I'd like to thank the committee for inviting me. I'd also like to thank Mr. Pagé and his able staff for supporting me at the last minute with translation.
I am the MBA program director at the Sprott School of Business. However, throughout the seventies and early eighties I was the loan manager, mortgage manager, and commercial credit officer directly across the street from the West Block in the Bank of Montreal building. It was the fourth largest branch of the Bank of Montreal. At the time, we had $200 million in mortgages. I lent millions of dollars in conventional and high-ratio mortgages across this city.

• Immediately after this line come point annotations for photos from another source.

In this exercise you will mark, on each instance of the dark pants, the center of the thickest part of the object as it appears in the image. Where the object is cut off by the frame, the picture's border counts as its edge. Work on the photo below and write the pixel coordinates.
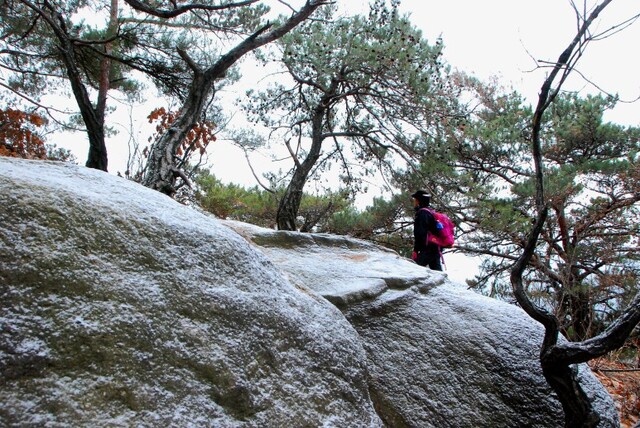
(430, 257)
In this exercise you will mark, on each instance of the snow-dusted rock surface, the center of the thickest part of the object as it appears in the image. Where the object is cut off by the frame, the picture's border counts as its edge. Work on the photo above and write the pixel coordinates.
(120, 307)
(439, 355)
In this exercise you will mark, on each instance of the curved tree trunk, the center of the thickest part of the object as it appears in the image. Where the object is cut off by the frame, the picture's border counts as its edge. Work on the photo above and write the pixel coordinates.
(557, 359)
(290, 202)
(161, 170)
(93, 117)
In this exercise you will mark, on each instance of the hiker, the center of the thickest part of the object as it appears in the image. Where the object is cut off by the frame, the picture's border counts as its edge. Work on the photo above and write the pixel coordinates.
(424, 254)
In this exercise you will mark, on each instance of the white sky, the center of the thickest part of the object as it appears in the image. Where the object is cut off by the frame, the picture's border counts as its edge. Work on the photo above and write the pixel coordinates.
(486, 38)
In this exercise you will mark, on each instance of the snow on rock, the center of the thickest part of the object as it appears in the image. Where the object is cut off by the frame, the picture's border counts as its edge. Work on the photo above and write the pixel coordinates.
(120, 307)
(439, 355)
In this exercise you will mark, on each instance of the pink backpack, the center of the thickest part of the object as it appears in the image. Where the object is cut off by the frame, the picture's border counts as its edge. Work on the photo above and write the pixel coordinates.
(445, 235)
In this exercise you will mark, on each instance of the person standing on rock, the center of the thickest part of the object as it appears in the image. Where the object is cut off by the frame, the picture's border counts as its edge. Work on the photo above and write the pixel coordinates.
(424, 253)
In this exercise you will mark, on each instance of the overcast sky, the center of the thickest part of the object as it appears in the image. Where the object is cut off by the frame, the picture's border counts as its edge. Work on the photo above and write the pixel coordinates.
(502, 38)
(486, 38)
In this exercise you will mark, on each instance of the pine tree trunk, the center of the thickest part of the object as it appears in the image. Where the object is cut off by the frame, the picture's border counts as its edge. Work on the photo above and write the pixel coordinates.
(578, 412)
(161, 172)
(290, 202)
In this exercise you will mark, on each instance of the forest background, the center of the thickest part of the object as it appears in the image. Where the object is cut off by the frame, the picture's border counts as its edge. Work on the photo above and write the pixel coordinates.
(455, 107)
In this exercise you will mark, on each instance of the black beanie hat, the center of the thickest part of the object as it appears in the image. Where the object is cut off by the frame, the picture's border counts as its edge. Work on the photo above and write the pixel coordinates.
(423, 197)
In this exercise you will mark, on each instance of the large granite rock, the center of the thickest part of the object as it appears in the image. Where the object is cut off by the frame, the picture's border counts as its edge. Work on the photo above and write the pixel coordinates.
(120, 307)
(438, 354)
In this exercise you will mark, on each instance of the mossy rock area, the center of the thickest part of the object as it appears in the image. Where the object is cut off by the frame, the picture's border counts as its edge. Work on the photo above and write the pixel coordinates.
(121, 307)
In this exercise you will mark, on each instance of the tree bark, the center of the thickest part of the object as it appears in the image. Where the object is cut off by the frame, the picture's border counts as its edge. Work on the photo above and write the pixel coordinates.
(290, 202)
(161, 170)
(93, 119)
(556, 360)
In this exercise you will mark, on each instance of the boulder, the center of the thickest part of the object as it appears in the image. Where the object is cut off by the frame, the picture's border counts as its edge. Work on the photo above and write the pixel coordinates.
(121, 307)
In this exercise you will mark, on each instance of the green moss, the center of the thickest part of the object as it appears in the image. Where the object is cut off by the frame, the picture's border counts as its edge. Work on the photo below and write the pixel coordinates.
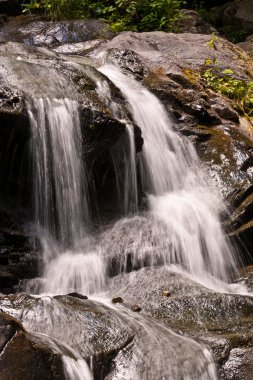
(226, 83)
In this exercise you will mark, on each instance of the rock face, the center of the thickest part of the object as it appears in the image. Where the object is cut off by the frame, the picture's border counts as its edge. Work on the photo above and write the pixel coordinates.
(28, 356)
(223, 322)
(100, 128)
(10, 7)
(99, 332)
(170, 65)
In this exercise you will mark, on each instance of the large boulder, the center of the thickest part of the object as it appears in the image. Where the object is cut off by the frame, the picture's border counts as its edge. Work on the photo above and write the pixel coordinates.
(172, 67)
(113, 340)
(30, 356)
(223, 322)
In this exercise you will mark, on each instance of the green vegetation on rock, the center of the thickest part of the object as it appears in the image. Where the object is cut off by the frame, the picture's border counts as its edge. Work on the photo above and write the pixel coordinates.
(141, 15)
(226, 83)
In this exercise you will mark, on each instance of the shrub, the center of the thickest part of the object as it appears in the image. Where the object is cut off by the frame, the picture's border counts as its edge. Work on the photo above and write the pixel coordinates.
(137, 15)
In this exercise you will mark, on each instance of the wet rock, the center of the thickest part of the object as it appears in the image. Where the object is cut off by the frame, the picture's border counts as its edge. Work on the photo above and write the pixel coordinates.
(99, 331)
(166, 293)
(170, 65)
(247, 45)
(77, 295)
(18, 255)
(220, 321)
(239, 365)
(10, 7)
(25, 355)
(100, 128)
(117, 300)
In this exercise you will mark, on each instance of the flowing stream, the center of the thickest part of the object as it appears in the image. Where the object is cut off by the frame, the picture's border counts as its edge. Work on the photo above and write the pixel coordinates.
(180, 226)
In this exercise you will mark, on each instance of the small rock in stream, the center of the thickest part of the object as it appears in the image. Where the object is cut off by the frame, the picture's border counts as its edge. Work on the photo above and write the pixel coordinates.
(136, 308)
(77, 295)
(117, 300)
(166, 293)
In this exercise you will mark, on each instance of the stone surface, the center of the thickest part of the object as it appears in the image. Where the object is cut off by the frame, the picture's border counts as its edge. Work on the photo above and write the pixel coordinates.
(247, 45)
(10, 7)
(28, 356)
(220, 321)
(99, 332)
(170, 65)
(239, 365)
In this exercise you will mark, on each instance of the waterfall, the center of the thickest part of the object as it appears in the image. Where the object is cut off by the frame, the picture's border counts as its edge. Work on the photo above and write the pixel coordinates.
(123, 154)
(60, 189)
(182, 225)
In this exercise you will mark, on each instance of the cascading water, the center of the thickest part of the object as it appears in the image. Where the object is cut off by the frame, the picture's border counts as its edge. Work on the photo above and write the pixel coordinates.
(60, 200)
(182, 225)
(126, 178)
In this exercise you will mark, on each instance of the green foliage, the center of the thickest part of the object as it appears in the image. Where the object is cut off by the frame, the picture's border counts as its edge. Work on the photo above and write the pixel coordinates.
(226, 83)
(136, 15)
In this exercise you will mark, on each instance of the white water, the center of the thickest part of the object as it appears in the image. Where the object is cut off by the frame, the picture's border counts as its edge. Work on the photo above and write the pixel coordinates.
(182, 225)
(123, 154)
(60, 199)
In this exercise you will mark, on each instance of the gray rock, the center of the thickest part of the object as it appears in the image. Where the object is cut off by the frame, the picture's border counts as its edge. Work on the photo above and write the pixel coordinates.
(239, 365)
(170, 65)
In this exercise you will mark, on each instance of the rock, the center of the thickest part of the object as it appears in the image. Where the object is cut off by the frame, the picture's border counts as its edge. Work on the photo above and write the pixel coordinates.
(136, 308)
(77, 295)
(247, 45)
(170, 65)
(100, 128)
(115, 341)
(24, 355)
(166, 293)
(117, 300)
(18, 255)
(10, 7)
(99, 331)
(239, 365)
(220, 321)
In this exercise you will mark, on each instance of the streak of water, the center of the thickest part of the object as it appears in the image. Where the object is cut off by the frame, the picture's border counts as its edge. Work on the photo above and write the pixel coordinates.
(123, 154)
(182, 225)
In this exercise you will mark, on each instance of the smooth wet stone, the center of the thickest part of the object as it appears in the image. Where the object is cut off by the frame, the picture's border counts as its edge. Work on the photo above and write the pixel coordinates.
(136, 308)
(220, 321)
(101, 130)
(77, 295)
(169, 65)
(97, 332)
(239, 365)
(117, 300)
(166, 293)
(26, 356)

The PowerPoint presentation that I'm going to give is based on an article I have almost completed and have partially presented at a couple of academic conferences.
Before I go into the proposals I'm going to recommend today, I really want to give you their context.
I am arguing in this article that the housing bubble, housing collapse, and financial crisis were due to a government and policy failure in the U.S. Congress. The Congress micro-managed the banks, but did not provide oversight and supervision. They refused to regulate the shadow banking system, and as a consequence, I'm arguing—and I don't know anyone else who has made this argument—commercial banks, populated by highly intelligent people, understood they were being forced by Fannie Mae and Freddie Mac to make a lot of bad mortgages. So they used securitization to dump those junk mortgages on other people to get the mortgages off their books. This lead to the housing bubble and collapse and the financial crisis. There is massive empirical documentation for this.
Most of my slides are graphs, so I can go quite quickly.
This slide shows the percentage of low-documentation or no-documentation mortgages. You can see that by 2005, 2006, and 2007, over half of all mortgages in the United States of America were low-doc or no-doc ones, popularly called NINJA mortgages: no income, no job, no assets.